Secondo una nuova normativa dell’UE, dal 2027 verrà introdotta la legge sullo stipendio trasparente. In sostanza, se prima le aziende non avevano alcun obbligo a comunicare pubblicamente le proprie politiche salariali, grazie alle nuove normative Ue dovranno sia comunicare le differenze retributive presenti tra uomini e donne sia intraprendere azioni concrete per risolverle.
Spiega Patrizia Biscaro di Alight Solutions: «Le differenze potranno essere basate sui ruoli, sull’esperienza e sulle categorie di lavoro, ma non sul genere e su altri criteri ingiustificati e ingiustificabili».

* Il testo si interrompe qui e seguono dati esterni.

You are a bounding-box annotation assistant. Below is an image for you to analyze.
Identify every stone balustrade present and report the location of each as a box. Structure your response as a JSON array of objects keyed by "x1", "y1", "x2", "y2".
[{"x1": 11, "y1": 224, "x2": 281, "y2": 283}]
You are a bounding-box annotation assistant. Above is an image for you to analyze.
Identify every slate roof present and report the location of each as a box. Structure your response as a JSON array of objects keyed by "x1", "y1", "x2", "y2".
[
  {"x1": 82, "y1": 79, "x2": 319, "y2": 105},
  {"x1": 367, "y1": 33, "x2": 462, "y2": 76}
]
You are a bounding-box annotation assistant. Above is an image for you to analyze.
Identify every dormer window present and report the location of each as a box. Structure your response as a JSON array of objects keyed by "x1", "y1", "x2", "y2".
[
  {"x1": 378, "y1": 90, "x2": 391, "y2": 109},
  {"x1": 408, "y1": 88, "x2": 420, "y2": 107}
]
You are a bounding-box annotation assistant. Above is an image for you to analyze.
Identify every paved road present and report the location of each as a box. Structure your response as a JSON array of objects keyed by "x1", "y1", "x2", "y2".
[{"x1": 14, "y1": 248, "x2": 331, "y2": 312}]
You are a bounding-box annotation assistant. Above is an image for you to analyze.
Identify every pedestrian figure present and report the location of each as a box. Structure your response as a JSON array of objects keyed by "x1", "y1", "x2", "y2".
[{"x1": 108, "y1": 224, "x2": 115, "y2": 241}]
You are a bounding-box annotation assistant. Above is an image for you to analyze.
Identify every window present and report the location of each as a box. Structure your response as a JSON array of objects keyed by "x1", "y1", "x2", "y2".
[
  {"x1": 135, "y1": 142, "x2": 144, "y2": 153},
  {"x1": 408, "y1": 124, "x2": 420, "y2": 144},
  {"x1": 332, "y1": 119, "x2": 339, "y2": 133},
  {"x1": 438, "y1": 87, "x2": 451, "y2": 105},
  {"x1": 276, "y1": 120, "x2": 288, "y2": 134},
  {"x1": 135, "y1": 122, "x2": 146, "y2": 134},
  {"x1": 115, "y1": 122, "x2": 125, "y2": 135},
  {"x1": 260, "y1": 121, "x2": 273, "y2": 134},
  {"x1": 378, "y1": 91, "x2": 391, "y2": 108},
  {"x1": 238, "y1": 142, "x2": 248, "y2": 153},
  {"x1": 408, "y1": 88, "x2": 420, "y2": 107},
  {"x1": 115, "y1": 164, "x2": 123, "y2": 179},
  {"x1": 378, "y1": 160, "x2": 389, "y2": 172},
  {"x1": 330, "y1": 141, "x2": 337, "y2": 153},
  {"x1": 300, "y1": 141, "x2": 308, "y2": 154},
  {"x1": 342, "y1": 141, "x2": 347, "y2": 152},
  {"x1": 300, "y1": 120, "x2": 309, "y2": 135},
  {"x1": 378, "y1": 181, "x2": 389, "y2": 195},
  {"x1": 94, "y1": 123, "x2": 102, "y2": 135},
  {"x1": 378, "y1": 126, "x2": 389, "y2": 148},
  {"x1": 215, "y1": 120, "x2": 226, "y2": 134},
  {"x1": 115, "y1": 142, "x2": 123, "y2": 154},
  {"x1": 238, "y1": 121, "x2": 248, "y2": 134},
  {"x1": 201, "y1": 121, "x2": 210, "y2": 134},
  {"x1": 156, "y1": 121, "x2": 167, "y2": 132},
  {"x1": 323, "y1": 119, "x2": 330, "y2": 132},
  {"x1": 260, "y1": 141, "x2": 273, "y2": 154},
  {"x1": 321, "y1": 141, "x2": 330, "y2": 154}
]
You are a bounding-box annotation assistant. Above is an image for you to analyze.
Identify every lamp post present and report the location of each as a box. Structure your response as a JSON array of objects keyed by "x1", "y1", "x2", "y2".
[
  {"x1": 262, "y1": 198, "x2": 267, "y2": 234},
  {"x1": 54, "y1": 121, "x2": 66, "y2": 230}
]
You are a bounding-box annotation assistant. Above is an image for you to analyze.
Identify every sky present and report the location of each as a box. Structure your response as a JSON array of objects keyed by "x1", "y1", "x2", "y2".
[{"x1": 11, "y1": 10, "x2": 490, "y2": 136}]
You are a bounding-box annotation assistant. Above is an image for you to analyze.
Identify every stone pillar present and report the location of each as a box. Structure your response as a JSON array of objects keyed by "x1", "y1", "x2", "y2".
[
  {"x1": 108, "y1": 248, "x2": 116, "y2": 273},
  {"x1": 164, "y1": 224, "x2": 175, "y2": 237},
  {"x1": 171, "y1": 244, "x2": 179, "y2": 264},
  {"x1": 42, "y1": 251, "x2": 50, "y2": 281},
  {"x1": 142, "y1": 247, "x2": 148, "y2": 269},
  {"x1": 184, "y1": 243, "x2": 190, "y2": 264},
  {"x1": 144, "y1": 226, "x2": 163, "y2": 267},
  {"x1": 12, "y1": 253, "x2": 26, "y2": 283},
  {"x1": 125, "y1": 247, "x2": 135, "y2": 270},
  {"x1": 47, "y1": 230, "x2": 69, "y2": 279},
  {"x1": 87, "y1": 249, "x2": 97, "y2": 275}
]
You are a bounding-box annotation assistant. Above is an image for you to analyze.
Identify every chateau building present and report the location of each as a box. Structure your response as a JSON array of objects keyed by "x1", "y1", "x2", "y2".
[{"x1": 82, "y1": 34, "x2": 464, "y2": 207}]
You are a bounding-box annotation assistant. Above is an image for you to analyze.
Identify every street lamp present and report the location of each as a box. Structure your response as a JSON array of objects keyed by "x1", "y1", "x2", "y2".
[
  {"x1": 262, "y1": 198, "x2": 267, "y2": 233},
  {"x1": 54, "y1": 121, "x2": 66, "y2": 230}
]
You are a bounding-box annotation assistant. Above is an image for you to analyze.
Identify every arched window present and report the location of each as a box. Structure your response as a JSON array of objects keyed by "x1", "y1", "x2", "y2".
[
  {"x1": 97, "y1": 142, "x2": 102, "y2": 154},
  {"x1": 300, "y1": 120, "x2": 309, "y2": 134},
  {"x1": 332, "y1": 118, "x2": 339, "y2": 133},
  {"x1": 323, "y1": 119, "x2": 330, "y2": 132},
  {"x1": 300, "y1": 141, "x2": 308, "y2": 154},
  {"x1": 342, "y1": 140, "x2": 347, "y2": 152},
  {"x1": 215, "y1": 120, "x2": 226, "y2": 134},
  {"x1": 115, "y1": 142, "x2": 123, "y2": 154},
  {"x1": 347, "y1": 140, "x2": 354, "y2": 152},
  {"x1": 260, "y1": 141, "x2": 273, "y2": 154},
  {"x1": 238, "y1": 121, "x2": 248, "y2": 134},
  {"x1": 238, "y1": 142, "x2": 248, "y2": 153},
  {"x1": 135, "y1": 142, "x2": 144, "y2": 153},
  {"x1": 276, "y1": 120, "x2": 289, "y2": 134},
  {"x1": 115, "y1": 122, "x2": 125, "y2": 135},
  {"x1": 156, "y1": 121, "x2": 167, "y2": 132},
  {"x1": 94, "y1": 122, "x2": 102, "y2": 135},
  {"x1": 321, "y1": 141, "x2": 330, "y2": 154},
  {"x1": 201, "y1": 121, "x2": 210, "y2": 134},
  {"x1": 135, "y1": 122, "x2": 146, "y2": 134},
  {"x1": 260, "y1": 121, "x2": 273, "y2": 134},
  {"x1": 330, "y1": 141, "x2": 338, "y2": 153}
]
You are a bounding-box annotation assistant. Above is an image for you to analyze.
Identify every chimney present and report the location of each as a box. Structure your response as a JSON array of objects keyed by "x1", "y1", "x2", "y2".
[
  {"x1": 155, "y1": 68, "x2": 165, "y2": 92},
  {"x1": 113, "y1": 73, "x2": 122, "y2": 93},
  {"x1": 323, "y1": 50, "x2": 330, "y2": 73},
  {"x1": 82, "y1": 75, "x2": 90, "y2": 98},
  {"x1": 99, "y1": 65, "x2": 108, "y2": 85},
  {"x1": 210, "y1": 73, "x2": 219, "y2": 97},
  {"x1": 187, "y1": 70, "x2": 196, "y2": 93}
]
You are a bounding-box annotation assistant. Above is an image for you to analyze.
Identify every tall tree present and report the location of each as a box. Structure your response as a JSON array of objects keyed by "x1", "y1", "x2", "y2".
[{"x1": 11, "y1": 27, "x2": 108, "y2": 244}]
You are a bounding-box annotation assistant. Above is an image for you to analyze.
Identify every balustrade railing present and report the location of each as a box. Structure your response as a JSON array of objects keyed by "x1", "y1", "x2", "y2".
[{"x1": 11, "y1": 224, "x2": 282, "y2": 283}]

Dunque, dal 2027 le società dovranno rendere pubbliche le informazioni relative allo stipendio con un report che riguarda il 2026. Nel report non ci dovranno essere differenze retributive che superano il 5%: in caso contrario, le aziende saranno soggette ad analisi maggiormente approfondite e avranno l’obbligo di porre fine alle disparità.

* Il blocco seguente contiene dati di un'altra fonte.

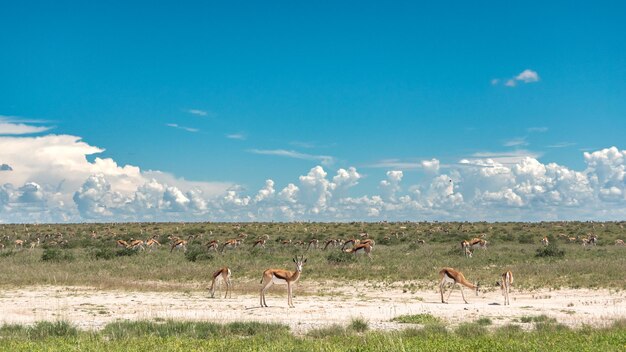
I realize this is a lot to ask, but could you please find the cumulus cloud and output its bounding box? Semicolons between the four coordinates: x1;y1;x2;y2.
422;158;440;173
0;128;626;222
248;149;335;166
515;69;539;83
380;170;404;201
0;135;232;221
0;115;50;135
254;180;276;202
165;123;200;133
226;133;246;141
491;69;540;87
187;109;209;116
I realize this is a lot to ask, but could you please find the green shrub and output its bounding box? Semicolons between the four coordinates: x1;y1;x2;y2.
391;314;442;325
476;318;493;326
326;251;356;264
306;324;350;339
88;246;115;260
115;248;139;257
41;248;74;262
350;318;369;332
27;321;78;339
454;323;487;338
185;246;213;262
517;233;535;244
535;241;565;258
0;249;15;258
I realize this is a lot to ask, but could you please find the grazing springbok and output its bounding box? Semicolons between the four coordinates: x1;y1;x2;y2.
439;268;479;304
306;238;320;251
260;256;306;308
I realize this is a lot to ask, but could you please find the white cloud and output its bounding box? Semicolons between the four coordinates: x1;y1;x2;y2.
504;137;528;147
460;149;542;165
165;123;199;132
226;133;247;141
248;149;335;166
367;159;423;170
515;69;539;83
0;126;626;222
0;115;51;135
546;142;576;148
380;170;404;201
422;158;440;174
491;69;541;87
187;109;209;116
254;180;276;202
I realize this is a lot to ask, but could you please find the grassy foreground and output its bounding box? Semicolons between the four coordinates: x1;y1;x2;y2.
0;321;626;352
0;222;626;293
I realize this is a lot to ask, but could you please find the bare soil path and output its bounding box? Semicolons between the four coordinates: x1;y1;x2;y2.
0;282;626;333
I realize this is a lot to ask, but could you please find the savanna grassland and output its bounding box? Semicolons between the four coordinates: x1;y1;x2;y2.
0;222;626;290
0;222;626;351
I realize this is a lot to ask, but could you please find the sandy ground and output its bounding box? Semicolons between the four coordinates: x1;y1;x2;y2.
0;282;626;333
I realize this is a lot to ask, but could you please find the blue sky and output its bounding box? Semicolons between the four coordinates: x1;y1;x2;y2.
0;1;626;221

Se ciò non verrà eseguito, dichiara Biscaro, si rischiano sanzioni finanziarie il cui importo «non è ancora stato definito. […] È certo che la reputazione di un’azienda risulterà danneggiata».
«Sebbene molte aziende credano di essere trasparenti ed esenti da gap salariali, attraverso la semplice rendicontazione di ruoli e stipendi potrebbero scoprire di non essere in linea con gli standard: pertanto, è opportuno che inizino ad approfondire le conoscenze di questi aspetti attraverso l’analisi e la rendicontazione», conclude Biscaro.